In a filing made the following month in the same jurisdiction, Diageo called for the suit to be dismissed and said it would no longer be working with Combs, who over the years has launched a clothing line and restaurants and has a stake in the Revolt TV cable network. But Diageo countered that Combs had failed to meet obligations to which he had previously agreed.
Separately, Combs is currently embroiled in several lawsuits stemming from sexual assault charges that have led to his temporary resignation as chairman of Revolt and the cancellation of his Hulu reality show.
Combs Wines and Spirits struck a marketing agreement with Diageo in 2007 for the marketing and promotion of Ciroc. In 2013, Diageo co-purchased DeLeon with Combs’ company.
“We are saddened that Mr. Combs has chosen to recast a business dispute as anything other than that and chosen to damage a productive and valued partnership,” Diageo said after filing suit last year. “Mr. Combs’ bad-faith actions have clearly breached his contracts and left us no choice but to move to dismiss his baseless complaint and end our business relationship. Mr. Combs has repeatedly undermined our partnerships and threatened to publicly defame Diageo if we did not meet his unreasonable financial demands,” Diageo said in a statement. “Diageo believes strongly in the CIRÔC and DeLeón brands and remains committed to their success, which is why we tried for years to salvage the broken relationship with Mr. Combs. We funded the purchase of DeLeón for the joint venture and proceeded to invest more than $100 million to grow the brand. Despite having made nearly a billion dollars over the course of our 15-year relationship, Mr. Combs contributed a total of $1,000 and refused to honor his commitments.”

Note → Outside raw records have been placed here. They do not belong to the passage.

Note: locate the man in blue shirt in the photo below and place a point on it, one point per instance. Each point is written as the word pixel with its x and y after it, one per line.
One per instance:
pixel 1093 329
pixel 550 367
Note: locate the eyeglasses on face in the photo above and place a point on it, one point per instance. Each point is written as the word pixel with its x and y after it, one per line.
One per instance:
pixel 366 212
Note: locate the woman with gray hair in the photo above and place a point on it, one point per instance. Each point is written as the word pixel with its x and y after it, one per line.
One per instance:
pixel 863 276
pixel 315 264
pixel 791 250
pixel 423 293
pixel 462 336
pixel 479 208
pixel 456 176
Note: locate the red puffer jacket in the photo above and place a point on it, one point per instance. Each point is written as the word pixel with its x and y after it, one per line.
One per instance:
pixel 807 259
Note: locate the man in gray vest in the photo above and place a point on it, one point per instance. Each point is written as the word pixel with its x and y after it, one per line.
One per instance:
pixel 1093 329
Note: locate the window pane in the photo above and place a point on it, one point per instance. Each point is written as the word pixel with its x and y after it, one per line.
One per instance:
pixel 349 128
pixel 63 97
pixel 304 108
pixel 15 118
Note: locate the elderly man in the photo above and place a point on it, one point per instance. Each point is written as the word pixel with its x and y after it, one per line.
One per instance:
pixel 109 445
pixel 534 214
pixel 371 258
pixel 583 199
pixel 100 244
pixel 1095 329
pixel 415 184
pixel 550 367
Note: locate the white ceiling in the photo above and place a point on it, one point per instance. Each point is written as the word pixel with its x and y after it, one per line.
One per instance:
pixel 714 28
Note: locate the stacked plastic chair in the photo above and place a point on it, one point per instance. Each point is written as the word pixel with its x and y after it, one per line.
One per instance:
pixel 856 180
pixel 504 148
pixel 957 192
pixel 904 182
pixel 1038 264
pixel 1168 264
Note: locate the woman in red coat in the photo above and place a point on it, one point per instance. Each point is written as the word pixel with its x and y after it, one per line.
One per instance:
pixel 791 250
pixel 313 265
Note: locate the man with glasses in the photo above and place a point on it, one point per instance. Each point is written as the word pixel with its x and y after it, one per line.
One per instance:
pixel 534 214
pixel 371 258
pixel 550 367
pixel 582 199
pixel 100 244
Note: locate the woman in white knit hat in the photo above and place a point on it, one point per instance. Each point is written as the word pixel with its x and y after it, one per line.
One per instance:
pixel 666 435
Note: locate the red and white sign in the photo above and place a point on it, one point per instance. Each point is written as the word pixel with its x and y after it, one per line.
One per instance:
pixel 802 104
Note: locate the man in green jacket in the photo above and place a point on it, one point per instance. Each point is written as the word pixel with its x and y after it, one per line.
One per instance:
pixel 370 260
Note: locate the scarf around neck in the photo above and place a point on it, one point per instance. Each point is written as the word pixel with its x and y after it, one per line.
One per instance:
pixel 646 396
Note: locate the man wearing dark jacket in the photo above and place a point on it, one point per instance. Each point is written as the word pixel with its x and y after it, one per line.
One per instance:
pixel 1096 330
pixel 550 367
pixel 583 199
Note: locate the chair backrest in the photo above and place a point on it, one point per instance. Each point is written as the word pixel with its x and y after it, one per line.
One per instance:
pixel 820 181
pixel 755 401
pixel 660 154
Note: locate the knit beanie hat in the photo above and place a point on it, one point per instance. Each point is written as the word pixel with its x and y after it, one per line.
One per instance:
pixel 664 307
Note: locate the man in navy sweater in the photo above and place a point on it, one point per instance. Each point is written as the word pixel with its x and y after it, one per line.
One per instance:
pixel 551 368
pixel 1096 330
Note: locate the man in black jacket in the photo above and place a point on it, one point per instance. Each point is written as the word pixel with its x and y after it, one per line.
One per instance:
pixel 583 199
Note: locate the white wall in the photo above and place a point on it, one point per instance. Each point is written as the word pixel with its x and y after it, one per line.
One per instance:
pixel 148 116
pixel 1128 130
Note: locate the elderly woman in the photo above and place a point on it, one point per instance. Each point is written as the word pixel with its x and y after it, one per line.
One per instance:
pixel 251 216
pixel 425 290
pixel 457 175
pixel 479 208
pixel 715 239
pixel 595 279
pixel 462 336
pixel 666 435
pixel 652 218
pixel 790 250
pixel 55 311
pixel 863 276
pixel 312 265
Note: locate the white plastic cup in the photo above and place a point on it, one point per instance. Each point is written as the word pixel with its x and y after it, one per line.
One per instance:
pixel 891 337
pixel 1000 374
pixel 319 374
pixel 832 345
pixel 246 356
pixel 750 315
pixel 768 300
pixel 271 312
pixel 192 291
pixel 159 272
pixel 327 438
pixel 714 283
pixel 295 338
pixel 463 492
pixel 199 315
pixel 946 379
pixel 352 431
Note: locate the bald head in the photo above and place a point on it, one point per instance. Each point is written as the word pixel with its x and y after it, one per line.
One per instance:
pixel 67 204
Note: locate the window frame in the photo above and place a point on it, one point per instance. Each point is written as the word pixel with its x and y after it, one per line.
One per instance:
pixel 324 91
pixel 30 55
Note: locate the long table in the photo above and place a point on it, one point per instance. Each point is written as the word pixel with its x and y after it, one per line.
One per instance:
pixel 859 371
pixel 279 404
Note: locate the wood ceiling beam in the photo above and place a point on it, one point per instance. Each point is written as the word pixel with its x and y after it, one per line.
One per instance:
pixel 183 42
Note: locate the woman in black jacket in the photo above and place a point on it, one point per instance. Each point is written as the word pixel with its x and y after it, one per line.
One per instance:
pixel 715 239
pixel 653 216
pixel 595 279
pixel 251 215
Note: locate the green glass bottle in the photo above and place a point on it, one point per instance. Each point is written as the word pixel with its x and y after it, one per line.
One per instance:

The company added: “We have exhausted every reasonable remedy and see no other path forward.”
“Diageo attempting to end its deals with Mr. Combs is like firing a whistleblower who calls out racism. It’s a cynical and transparent attempt to distract from multiple allegations of discrimination,” said John C. Hueston, the attorney for Combs, in a statement. “Over the years, he has repeatedly raised concerns as senior executives uttered racially insensitive comments and made biased decisions based on that point of view. Diageo even acknowledged the problem by agreeing in his contract to treat DeLeon the same way it treated their other tequila brands. He brought the lawsuit to force them to live up to that contract, and instead they respond by trying to get rid of him. This lawsuit and Mr. Combs are not going away.”
Diageo owns more than 200 different liquor brands, including Don Julio tequila and Casamigos tequila, which it acquires from celebrity founder George Clooney and his partners in 2017.